English Literature Lesson Plan: Discussion Questions for Hamlet

Purpose: The following questions can be used throughout reading Hamlet. They can be used to get discussion started or when discussion digresses. They can also be used as prompts for student journal writing. If used for journal writing, be sure to give students specific writing lengths. Approximately two to three paragraphs of writing for each question are sufficient. These questions will also be helpful when reviewing for the essay exam.

1. Have you ever experienced a transitional period in your life? Maybe it was with your family, with a friend, or at an after school job. How did you handle the situation? Did you have any friends or family who helped you?

2. Each of the following characters can be argued as the tragic hero of Hamlet: Hamlet, Gertrude, Ophelia, or Laertes. Who do you think is the tragic hero or heroine of Hamlet and why? In your argument, define tragic hero and give three reasons for your choice.

3. From whose point of view is Hamlet told? Why do you think Shakespeare chose this point of view? Pick a different character from the play. How would the story change if it were told from that character’s perspective?

4. Do you see Hamlet’s inaction to avenge his father’s murder as good or bad? Do you sympathize with or pity Hamlet? Do you dislike or fear his inaction? Explain why you feel this way. Find two passages from the play that support your opinion.

5. Recall the soliloquies in Hamlet, and choose one. Define soliloquy.

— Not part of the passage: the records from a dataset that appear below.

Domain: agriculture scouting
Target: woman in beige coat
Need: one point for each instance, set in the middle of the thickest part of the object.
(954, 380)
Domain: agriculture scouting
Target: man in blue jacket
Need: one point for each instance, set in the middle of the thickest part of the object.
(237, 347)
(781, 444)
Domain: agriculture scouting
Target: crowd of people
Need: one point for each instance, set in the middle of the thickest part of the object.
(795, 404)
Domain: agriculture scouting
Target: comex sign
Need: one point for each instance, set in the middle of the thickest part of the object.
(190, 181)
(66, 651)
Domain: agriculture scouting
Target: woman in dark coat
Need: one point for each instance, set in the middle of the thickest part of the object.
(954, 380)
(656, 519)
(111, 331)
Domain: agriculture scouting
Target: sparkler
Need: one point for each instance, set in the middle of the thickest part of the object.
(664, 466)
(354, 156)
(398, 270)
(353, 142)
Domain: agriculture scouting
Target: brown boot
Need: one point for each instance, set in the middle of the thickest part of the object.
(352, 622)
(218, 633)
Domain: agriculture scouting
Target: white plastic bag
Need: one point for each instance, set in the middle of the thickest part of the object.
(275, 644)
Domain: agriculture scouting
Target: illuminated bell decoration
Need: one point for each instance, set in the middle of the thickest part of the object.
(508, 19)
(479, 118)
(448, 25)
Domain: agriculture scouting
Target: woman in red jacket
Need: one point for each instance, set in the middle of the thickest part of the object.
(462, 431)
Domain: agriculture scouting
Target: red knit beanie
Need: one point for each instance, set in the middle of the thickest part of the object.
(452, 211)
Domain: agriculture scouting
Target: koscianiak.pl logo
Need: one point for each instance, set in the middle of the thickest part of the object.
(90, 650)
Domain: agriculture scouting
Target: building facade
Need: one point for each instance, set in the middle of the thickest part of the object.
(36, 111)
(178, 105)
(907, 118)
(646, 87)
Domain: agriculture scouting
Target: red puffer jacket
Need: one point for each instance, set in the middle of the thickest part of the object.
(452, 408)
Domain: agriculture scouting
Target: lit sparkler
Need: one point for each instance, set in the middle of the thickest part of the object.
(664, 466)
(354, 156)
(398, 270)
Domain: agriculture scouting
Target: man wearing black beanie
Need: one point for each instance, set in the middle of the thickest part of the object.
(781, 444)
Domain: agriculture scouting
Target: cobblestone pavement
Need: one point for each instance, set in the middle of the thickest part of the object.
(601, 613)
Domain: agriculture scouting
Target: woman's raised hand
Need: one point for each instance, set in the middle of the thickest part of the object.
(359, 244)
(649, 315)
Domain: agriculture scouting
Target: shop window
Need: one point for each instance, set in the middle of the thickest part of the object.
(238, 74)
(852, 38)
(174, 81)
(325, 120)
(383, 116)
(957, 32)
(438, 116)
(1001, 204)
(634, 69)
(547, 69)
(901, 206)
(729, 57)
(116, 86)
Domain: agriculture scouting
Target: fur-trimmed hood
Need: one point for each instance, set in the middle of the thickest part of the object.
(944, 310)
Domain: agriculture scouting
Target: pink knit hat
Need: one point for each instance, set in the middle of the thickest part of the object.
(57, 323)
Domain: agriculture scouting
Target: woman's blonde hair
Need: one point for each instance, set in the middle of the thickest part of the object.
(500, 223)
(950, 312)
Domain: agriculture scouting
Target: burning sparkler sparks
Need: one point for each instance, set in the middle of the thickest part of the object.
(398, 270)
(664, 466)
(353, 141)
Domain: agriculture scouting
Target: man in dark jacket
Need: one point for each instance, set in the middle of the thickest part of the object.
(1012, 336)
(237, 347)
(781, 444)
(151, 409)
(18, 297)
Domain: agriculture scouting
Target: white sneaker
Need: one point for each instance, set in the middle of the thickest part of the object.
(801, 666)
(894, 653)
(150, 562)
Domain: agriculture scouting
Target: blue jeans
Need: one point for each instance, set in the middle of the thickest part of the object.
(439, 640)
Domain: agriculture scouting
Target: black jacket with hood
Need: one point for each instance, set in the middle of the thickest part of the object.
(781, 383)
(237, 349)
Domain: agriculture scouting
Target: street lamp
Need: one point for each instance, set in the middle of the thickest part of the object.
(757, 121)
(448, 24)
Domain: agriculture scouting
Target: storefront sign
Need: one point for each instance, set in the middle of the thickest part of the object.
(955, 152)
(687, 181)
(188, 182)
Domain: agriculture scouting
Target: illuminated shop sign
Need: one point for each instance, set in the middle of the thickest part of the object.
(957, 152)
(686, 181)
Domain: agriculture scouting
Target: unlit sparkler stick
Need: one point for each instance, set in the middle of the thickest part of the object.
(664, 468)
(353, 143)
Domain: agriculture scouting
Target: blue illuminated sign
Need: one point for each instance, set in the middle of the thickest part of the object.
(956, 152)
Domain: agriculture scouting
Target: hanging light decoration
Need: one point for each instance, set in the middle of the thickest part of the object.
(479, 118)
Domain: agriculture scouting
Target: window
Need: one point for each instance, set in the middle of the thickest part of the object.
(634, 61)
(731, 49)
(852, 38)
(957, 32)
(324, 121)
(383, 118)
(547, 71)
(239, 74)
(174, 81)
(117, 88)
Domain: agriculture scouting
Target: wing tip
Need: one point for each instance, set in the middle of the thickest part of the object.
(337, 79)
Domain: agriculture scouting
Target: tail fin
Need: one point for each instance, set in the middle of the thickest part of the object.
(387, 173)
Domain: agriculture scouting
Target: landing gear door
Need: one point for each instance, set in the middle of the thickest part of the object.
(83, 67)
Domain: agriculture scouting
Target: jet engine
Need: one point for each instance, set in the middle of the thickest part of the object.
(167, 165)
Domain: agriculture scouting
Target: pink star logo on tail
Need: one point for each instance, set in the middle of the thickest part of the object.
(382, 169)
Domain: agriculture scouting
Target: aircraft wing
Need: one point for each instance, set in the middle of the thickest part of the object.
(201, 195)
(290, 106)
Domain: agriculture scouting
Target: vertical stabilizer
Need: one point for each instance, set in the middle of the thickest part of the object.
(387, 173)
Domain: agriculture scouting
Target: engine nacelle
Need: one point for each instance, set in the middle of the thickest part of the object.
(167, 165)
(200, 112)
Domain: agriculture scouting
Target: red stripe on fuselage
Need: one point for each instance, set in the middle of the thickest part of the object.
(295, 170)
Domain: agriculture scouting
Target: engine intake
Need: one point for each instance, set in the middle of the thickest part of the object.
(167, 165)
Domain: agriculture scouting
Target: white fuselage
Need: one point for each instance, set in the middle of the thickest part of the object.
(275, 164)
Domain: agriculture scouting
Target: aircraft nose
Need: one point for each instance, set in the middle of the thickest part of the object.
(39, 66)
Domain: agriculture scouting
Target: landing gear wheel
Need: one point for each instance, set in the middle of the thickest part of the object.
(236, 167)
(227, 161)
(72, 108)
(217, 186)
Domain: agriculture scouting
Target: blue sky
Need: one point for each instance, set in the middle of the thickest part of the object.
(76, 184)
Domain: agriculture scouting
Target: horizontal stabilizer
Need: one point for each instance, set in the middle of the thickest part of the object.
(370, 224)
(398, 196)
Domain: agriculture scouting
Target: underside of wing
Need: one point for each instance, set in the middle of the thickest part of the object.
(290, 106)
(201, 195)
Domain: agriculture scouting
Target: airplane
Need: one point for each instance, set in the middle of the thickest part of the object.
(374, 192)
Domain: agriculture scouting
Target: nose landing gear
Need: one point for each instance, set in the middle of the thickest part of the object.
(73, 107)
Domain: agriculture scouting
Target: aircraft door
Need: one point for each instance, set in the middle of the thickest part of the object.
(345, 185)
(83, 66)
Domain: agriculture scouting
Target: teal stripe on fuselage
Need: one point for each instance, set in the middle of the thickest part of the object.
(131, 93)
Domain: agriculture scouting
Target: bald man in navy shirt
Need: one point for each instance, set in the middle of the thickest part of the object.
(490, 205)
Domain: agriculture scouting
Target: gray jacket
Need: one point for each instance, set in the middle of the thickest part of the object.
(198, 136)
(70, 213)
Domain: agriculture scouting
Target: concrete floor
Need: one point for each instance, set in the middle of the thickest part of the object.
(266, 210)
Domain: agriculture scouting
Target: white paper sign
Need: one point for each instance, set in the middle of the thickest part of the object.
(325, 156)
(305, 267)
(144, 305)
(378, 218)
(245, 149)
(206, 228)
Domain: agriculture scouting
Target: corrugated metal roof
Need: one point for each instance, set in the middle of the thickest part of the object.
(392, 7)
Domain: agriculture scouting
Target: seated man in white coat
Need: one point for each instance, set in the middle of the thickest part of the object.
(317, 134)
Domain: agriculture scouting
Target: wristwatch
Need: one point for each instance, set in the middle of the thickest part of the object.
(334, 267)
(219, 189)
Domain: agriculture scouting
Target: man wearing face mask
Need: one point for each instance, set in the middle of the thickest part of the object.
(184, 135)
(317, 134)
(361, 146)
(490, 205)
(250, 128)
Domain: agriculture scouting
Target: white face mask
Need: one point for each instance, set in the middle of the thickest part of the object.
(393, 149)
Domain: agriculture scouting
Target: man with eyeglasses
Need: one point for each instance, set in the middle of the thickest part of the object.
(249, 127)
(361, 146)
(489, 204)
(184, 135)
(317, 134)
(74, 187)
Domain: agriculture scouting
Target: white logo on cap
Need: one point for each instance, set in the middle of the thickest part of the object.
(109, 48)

Who is talking? What is he or she saying? How do soliloquies let the audience in on what the character is thinking or feeling? Which is your favorite soliloquy and why?

6. Compare Oedipus and Hamlet. Name three similarities and three differences of their characters. Which of the two characters do you like, dislike, or relate to and why?

7. Time and disguise are two key issues in Hamlet. Many of the passages describe the time as being “out of joint,” and the characters often spy on each other. How does this affect the tone of Hamlet? First define tone. Then, describe the tone of Hamlet in your own words, and use examples from the play to support your description.

8. Define irony. Choose three characters in Hamlet and explain why their actions in the play are ironic. What do these characters say to others, and how does this contrast their actions?

9. Pick any character in any scene from Hamlet. If you were an actor, how would you perform this character in this particular scene? What clues does Shakespeare give in the lines before or after the character’s lines to let the actors know what to do? How would you portray the scene as the actors would have done in Shakespeare’s time at the Globe?

10. Pick one sentence from the play that you think is the most important point or best explains the play. Explain why.